This Guide includes 6 tips on creating ADA Compliant Guides. They are simple to do and allow people dependent on screen readers to have a much better experience using the Guide.
H-tags (header tags): Screen Readers can be set to read just the H-tags. This provides a really nice outline of the page. Sighted people see an outline at a glance -because they see the page layout. Imagine looking at a page with no puncuation, paragraphs, highlights or other visual clues, just a jumble of words. The backend of the pages in LibGuides already assign an H1 header to the page title and box titles are H2 headers. In the Rich Text editor, DO click the normal button to convert your in-box headers to an H-tag at the H3 level which is appropriate for the outline. Do not overwrite the default H3 header with H1 or H2. An H1 or H2 tag will destroy the outline hierarchy.

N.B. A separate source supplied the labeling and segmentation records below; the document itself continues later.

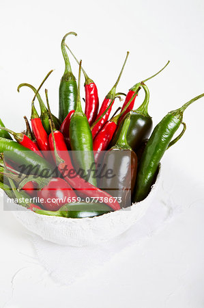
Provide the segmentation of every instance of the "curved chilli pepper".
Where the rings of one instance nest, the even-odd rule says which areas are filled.
[[[138,91],[140,90],[139,87],[136,92],[134,92],[133,97],[130,99],[126,105],[125,106],[122,112],[117,116],[112,118],[109,121],[106,122],[103,128],[99,131],[93,140],[93,149],[94,151],[95,162],[98,161],[99,157],[101,156],[100,153],[102,151],[105,151],[109,146],[109,144],[112,140],[112,138],[117,129],[119,119],[126,112],[130,105],[132,103],[132,101],[137,95]]]
[[[117,79],[116,83],[115,84],[115,85],[113,86],[113,87],[112,88],[111,91],[106,96],[104,101],[102,102],[102,104],[100,109],[99,113],[96,117],[96,120],[98,120],[100,118],[100,116],[104,112],[104,111],[107,109],[107,107],[110,105],[110,104],[111,104],[111,108],[109,108],[108,112],[104,114],[104,116],[102,117],[102,118],[96,125],[94,125],[93,127],[91,127],[91,133],[92,133],[93,139],[94,139],[94,138],[96,137],[97,133],[99,132],[99,131],[100,131],[101,129],[103,128],[103,127],[104,126],[104,125],[106,124],[106,123],[108,120],[110,113],[111,112],[113,104],[114,103],[115,97],[117,95],[115,94],[116,88],[117,88],[117,86],[119,81],[121,77],[121,75],[123,71],[128,55],[129,55],[129,51],[127,52],[127,55],[126,55],[125,62],[123,63],[123,67],[122,67],[121,70],[119,73],[119,75]]]
[[[108,213],[112,209],[103,203],[88,203],[83,202],[65,205],[59,211],[56,211],[34,209],[34,211],[38,214],[65,217],[67,218],[85,218],[87,217],[99,216]]]
[[[76,60],[78,64],[79,61],[76,59],[71,49],[65,45],[68,49],[70,51],[74,58]],[[88,119],[89,125],[91,126],[95,121],[98,107],[99,107],[99,99],[98,94],[98,89],[95,82],[91,79],[83,69],[81,68],[83,75],[85,78],[85,114]]]
[[[145,97],[142,105],[138,109],[131,112],[130,124],[127,134],[128,143],[134,151],[138,149],[143,140],[149,138],[153,125],[151,117],[148,114],[147,112],[149,102],[149,92],[146,85],[143,83],[141,85],[145,90]],[[115,131],[111,146],[115,144],[125,118],[120,123]]]
[[[115,146],[106,152],[104,166],[107,170],[113,170],[115,177],[102,177],[100,188],[111,191],[111,194],[121,200],[121,207],[131,205],[131,194],[133,194],[136,177],[137,157],[128,144],[126,136],[130,123],[130,113],[126,118],[119,139]]]
[[[31,174],[36,174],[36,167],[38,172],[44,170],[52,170],[53,166],[36,153],[19,144],[13,140],[0,138],[0,153],[4,153],[5,158],[14,162],[18,165],[25,166]],[[24,172],[23,172],[24,173]]]
[[[68,114],[67,115],[67,116],[65,117],[65,118],[64,119],[63,123],[61,123],[61,125],[59,129],[59,131],[63,133],[65,142],[69,149],[71,149],[70,139],[70,134],[69,134],[70,125],[71,118],[72,118],[72,115],[74,114],[74,112],[75,112],[75,110],[71,110],[68,113]]]
[[[53,132],[52,139],[50,137],[50,149],[54,151],[55,161],[63,178],[74,189],[81,198],[101,198],[102,202],[115,211],[119,209],[120,206],[109,194],[93,186],[90,183],[76,174],[69,153],[67,151],[63,134],[59,131]],[[55,142],[56,141],[56,142]]]
[[[154,129],[141,157],[135,188],[135,202],[141,201],[148,195],[166,150],[184,135],[186,131],[186,124],[182,122],[184,112],[189,105],[203,97],[204,93],[186,103],[180,108],[169,112]],[[184,125],[183,131],[171,141],[181,124]]]
[[[51,70],[51,72],[53,70]],[[44,105],[44,101],[42,101],[42,99],[41,98],[41,96],[38,93],[38,89],[36,90],[35,88],[34,88],[32,85],[31,85],[29,84],[20,84],[18,87],[18,89],[17,89],[18,92],[20,92],[20,88],[22,88],[23,86],[27,86],[27,87],[30,88],[31,89],[33,90],[33,91],[35,94],[37,99],[39,101],[39,105],[40,105],[40,112],[41,112],[40,120],[42,120],[42,125],[43,125],[44,129],[46,130],[46,133],[50,133],[50,125],[49,125],[48,111],[46,105]],[[56,118],[56,116],[55,116],[53,114],[53,121],[54,121],[55,125],[56,126],[57,128],[59,129],[60,127],[59,120],[57,118]]]
[[[31,151],[33,151],[36,153],[38,155],[41,156],[42,157],[42,155],[39,151],[38,146],[35,145],[35,144],[29,138],[25,133],[15,133],[14,131],[6,129],[5,127],[0,127],[0,129],[3,129],[8,133],[10,133],[11,135],[12,135],[17,142],[18,142],[20,144],[23,145],[23,146],[25,146],[27,149],[29,149]]]
[[[1,118],[0,118],[0,126],[1,127],[5,127],[5,125],[3,123],[2,120],[1,120]],[[10,139],[11,140],[12,140],[12,137],[10,136],[8,132],[5,131],[5,130],[3,130],[3,129],[0,129],[0,137],[2,137],[3,138],[6,138],[6,139]]]
[[[37,144],[36,140],[35,139],[35,136],[33,135],[33,133],[31,131],[29,120],[27,118],[27,116],[24,116],[23,117],[25,122],[25,125],[26,125],[26,131],[23,131],[25,132],[25,134],[29,138],[30,138],[33,142],[35,142],[35,144]]]
[[[72,150],[75,151],[74,155],[72,155],[75,168],[83,170],[89,175],[87,181],[96,186],[96,179],[92,175],[95,171],[92,135],[87,118],[82,111],[80,99],[81,73],[81,62],[79,65],[76,107],[70,125],[70,145]],[[93,168],[93,172],[88,175],[88,170],[91,168]]]
[[[127,103],[128,103],[128,101],[130,101],[130,99],[133,97],[134,94],[135,93],[136,91],[137,91],[138,88],[139,84],[143,82],[143,84],[146,81],[147,81],[147,80],[151,79],[151,78],[154,77],[155,76],[156,76],[157,75],[158,75],[160,73],[161,73],[165,68],[166,66],[167,66],[167,65],[169,64],[169,63],[170,62],[170,61],[168,61],[168,62],[166,63],[166,64],[160,70],[159,70],[158,73],[156,73],[156,74],[154,74],[153,76],[151,76],[150,77],[143,80],[143,81],[141,81],[139,84],[136,84],[134,86],[133,86],[131,89],[129,90],[128,93],[127,94],[126,98],[126,101],[124,101],[123,105],[122,107],[121,111],[121,112],[122,112],[126,107],[126,105],[127,105]],[[132,101],[131,104],[129,105],[128,108],[126,109],[126,112],[123,113],[123,116],[120,118],[119,123],[123,120],[123,118],[126,116],[126,115],[130,111],[133,110],[134,107],[134,101],[135,101],[135,99],[136,97],[134,97],[134,99]]]
[[[65,61],[65,71],[59,85],[59,118],[63,122],[70,111],[76,110],[77,84],[74,76],[68,53],[65,51],[65,40],[70,34],[76,36],[75,32],[67,33],[62,39],[61,44],[61,52]]]
[[[6,164],[6,168],[9,168],[10,169],[12,168],[10,165]],[[22,181],[20,179],[20,177],[18,177],[18,174],[16,172],[14,173],[5,173],[4,172],[4,168],[1,168],[1,170],[3,169],[3,176],[4,177],[4,181],[5,179],[11,179],[14,180],[17,184],[19,184],[20,181]],[[19,172],[18,172],[19,174]],[[36,196],[36,190],[37,190],[37,185],[33,181],[30,181],[27,182],[25,185],[24,185],[22,188],[23,190],[25,190],[27,194],[29,194],[31,196]]]
[[[47,133],[43,127],[42,121],[38,114],[37,110],[35,108],[34,103],[32,102],[32,112],[31,112],[31,125],[33,133],[36,138],[38,146],[41,151],[43,151],[43,155],[45,158],[51,162],[51,155],[50,153],[50,145]]]
[[[38,191],[38,196],[43,199],[43,207],[49,211],[57,211],[68,203],[69,198],[76,199],[71,186],[63,179],[53,178],[48,185]]]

A-tags (linked text): Screen readers can be set to read just the linked text on the page to provide an outline of references and next steps. These can link to internal text or external text. Make the linked text meaningful: "click here" or "more about this" without any context, are not helpful links. These phrases have no useful information to guide the user. Use phrases such as "click here for more information about interlibrary loan services". For example, use text such as <a href="http://www.library.upenn.edu/lippincott/">Lippincott Library Homepage</a>. This is much more helpful than <a href="http://www.library.upenn.edu/lippincott/">library</a>.
Add brief alt text to describe images.
Go to the Image Library to select the image. Click on the picture icon to open a dialog box to add alt text.
A dialog box will open. Add the alt text in the dialog box.